Leslie Alexander bought the Rockets in 1993 for a reported $85 million. Despite a modest payroll, he has managed to field a competitive team that consistently plays before sell-out crowds. Not a bad accomplishment, given that the top ticket prices at Compaq Center run $575 per game. Now Alexander wants a new arena, and Houston mayor Lee Brown wants to oblige him. Compaq Center was built in 1975 and has only eighteen luxury boxes, no club seats, and a modest capacity for basketball of 16,285. Alexander’s goal is to have the Rockets playing in a new arena after their current lease expires, in 2003. The first step is to get a referendum on this fall’s ballot.

In the meantime, the value of Alexander’s franchise benefits from the new NBA TV and labor deals as well as the ascendance of the WNBA’s world champion Houston Comets. The Rockets’ revenue runs about $80 million a year. Given the NBA’s sale-price-to-revenue ratio, which averages about 2.5 to 1, the team should be worth some $200 million—more if Harris County voters cooperate.

The San Antonio Spurs

In march 1993 peter holt and 21 partners bought the Spurs from Red McCombs for $75 million. McCombs had bought the team four years earlier for $47 million. At the moment, the Spurs play in the Alamo- dome, which has only 32 luxury suites and 3,172 club seats, and where the capacity is 34,215—the most in the NBA. The team keeps most of the arena revenue and pays rent equal to 6 percent of gate receipts. Still, Holt wants a new basketball-only arena (the Alamodome was designed to accomodate football, and the occasional college game is played there). So far his efforts to create a special tax increment financing district or call a referendum on a sales tax increase to finance it have been rebuffed.
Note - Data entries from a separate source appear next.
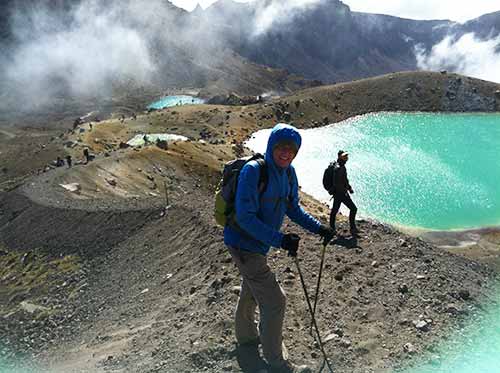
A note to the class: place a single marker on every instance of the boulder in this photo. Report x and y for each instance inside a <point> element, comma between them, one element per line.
<point>72,187</point>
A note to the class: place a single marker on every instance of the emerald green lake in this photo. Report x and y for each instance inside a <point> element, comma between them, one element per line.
<point>433,171</point>
<point>422,170</point>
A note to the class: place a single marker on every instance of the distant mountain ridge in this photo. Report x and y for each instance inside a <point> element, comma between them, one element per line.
<point>229,47</point>
<point>331,43</point>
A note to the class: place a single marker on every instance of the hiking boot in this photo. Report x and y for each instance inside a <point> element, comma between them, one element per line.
<point>355,232</point>
<point>249,358</point>
<point>289,367</point>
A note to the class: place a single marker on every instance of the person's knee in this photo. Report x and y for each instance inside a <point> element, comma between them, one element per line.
<point>277,302</point>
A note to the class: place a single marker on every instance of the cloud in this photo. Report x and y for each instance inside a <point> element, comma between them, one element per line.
<point>466,55</point>
<point>81,51</point>
<point>276,13</point>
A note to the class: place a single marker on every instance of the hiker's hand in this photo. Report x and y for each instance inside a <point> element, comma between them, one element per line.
<point>290,243</point>
<point>327,233</point>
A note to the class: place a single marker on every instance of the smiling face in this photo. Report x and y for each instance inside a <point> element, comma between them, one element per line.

To support his assertion that he needs a new facility, Holt says his team lost $1.9 million during the 1997-98 season. Take that claim with a cube of salt. First, two of Holt’s partners are Aramark and Clear Channel Communications. Aramark also happens to be the concessionaire and caterer at the Alamodome, and Clear Channel—part-owned by McCombs—owns the Spurs’ English-language radio broadcaster, WOAI-AM. WOAI can offer below-market rights fees to the Spurs so as to lower the team’s income and then make other arrangements to compensate Holt. Similarly, Aramark can claim a larger share of concessions sales, thereby reducing team income. Another partner is a bank holding company, and similar deals can be cut with the team’s debt. Second, Holt and his partners may receive healthy compensation for advising management, serving on the board, or capitalizing team operations with their loans rather than paid-in capital. Third, the $13.3 million average annual increase in the NBA’s per team national television revenue kicked in for the 1998-99 season, and the new labor agreement will provide a further fillip to the team’s bottom line. Of course, whatever the Spurs’ net income may be, Holt and his partners would always like it to be larger.

Without a new arena, the Spurs’ revenues should be around $70 million and rising. Their 1999 NBA championship will certainly deepen their fan base and increase the growth of team revenue. Their value today is perhaps $185 million.

The Dallas Stars

The stars are owned by tom hicks and are part of the new arena deal with the Mavericks. Hicks bought the Stars in 1995 for $85 million. Forbes estimates that they were worth $118 million at the end of 1998, but the synergies with Hicks’s emerging sports and media empire and the new $300 million American Airlines arena will lift the team’s value considerably. Winning the 1999 Stanley Cup will also help.

One important hurdle for the Stars will be the resolution of the NHL’s economic woes. The league’s diminutive national TV package and the absence of revenue sharing among the teams have created financial difficulties for several small-market teams. Until these problems are resolved at the league level, it is unlikely that the Stars’ value will exceed $160 million.